Warfarin is not the only example of adverse drug reactions due to genetic variability associated with geographic ancestry. Evidence has shown that more inclusive research often identifies novel or rare genetic variants that are more clinically relevant for precision medicine. Examples such as these highlight the need for an accurate and complete understanding of a patient’s ancestry and ethnicity to better anticipate what genetic variants may be present when creating a treatment plan.
A hopeful future
Though fast-growing, the field of pharmacogenomics is relatively new. As such, there have only been a handful of pharmaceutical successes tied to genomic study, but as knowledge of genomic diversity grows, so too will pharmacogenomics and precision medicine. In short, inclusion is the name of the game for ensuring effective and clinically relevant medicine, even if this may be easier said than done.
Alice Popejoy, a researcher at Stanford University School of Medicine, noted that the solutions to the lack of diversity in genomic studies involve “ideological, analytic, cultural, demographic, and systemic elements,” and adds that “researchers must commit to broader inclusion of diverse study participants and mentorship of underrepresented trainees from the bottom-up, and institutions must facilitate the development of a diverse knowledge base and workforce from the top-down."
Researchers like Popejoy make it clear that continued efforts must be made that account for global genomic diversity if research is to obtain more complete data for more effective treatments in underrepresented populations. Logistic elements such as funding, training, and clinical recruitment must increase while systemic practices that perpetuate a Euro-centric bias in genomics research must be quelled.
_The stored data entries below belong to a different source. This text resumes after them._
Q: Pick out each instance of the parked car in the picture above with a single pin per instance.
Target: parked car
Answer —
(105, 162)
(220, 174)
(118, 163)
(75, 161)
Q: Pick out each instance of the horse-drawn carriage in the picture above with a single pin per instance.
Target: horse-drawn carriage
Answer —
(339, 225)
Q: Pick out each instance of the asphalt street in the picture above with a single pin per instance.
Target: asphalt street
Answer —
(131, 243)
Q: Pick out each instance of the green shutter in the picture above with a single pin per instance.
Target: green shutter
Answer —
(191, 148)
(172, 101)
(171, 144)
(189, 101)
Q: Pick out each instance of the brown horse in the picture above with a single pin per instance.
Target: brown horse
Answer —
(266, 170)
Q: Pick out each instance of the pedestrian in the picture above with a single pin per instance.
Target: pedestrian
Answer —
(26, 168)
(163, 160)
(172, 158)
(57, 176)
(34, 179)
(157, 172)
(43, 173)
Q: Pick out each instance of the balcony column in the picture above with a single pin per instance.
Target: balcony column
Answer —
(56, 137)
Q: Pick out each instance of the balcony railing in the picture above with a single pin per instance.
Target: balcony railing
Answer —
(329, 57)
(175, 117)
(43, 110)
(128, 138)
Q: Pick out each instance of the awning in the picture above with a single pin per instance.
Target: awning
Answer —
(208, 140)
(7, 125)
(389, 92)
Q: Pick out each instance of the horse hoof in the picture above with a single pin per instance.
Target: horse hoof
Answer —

To this end, researchers can look toward the efforts of research initiatives such as the Population Architecture using Genomics and Epidemiology, Phase II (PAGE II), which developed the Multi-Ethnic Genotyping Array (MEGA) to increase variant coverage across multiple ethnicities. Another option is the Human Heredity and Health in Africa (H3Africa), a consortium that developed a pan-African genotyping array for the express purpose of building a greater capacity for genetic research in Africa and driving novel research in genetic variance.
Unfortunately, genome-wide arrays such as these are used infrequently due to high costs and the relative novelty of the technology; instead relying on targeted genotyping arrays that use SNPs discovered using subjects of European ancestry.
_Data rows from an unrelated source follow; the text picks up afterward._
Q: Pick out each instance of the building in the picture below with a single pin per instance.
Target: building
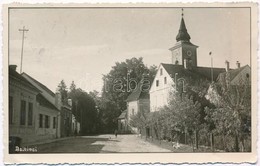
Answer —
(22, 107)
(137, 101)
(122, 123)
(183, 66)
(64, 118)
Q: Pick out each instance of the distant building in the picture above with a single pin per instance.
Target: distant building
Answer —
(184, 65)
(122, 123)
(22, 107)
(64, 118)
(137, 101)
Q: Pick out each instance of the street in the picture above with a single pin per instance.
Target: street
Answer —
(101, 144)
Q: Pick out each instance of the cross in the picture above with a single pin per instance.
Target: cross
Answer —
(22, 30)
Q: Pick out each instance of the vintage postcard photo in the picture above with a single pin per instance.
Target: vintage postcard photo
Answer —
(130, 83)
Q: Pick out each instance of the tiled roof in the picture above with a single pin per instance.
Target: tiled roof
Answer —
(13, 74)
(40, 84)
(201, 72)
(122, 115)
(44, 102)
(138, 93)
(233, 72)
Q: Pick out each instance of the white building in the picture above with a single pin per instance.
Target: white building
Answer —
(183, 66)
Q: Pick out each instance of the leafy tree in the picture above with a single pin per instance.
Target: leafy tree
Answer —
(118, 84)
(232, 115)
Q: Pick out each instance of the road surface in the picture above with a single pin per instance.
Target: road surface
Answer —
(101, 144)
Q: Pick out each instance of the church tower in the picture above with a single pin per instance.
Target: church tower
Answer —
(184, 52)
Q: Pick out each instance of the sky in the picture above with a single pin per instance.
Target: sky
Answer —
(82, 44)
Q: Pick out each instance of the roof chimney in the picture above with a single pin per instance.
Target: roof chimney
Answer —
(227, 65)
(238, 64)
(13, 67)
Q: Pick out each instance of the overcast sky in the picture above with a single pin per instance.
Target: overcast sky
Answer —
(82, 44)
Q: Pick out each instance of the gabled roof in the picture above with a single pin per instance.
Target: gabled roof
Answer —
(16, 76)
(44, 102)
(198, 72)
(138, 93)
(40, 84)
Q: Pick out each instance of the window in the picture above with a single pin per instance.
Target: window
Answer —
(30, 114)
(161, 73)
(23, 113)
(40, 121)
(157, 82)
(11, 109)
(47, 121)
(54, 122)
If researchers are to combat the flagrant Euro-centric bias and increase the clinical utility of pharmacogenomics for people across the globe, genome-wide arrays like MEGA or H3Africa must be increasingly prevalent.
The birth of pharmacogenomics in the early 2000s promised a hopeful future, yet almost two decades later it is clear that this hopeful future has been marred by a fundamental bias. Fortunately, this bias has been recognized and efforts are being made to correct the misguided course. Researchers are beginning to understand that our genetic differences must be accounted for if pharmacogenomics is to guide the future of precision medicine.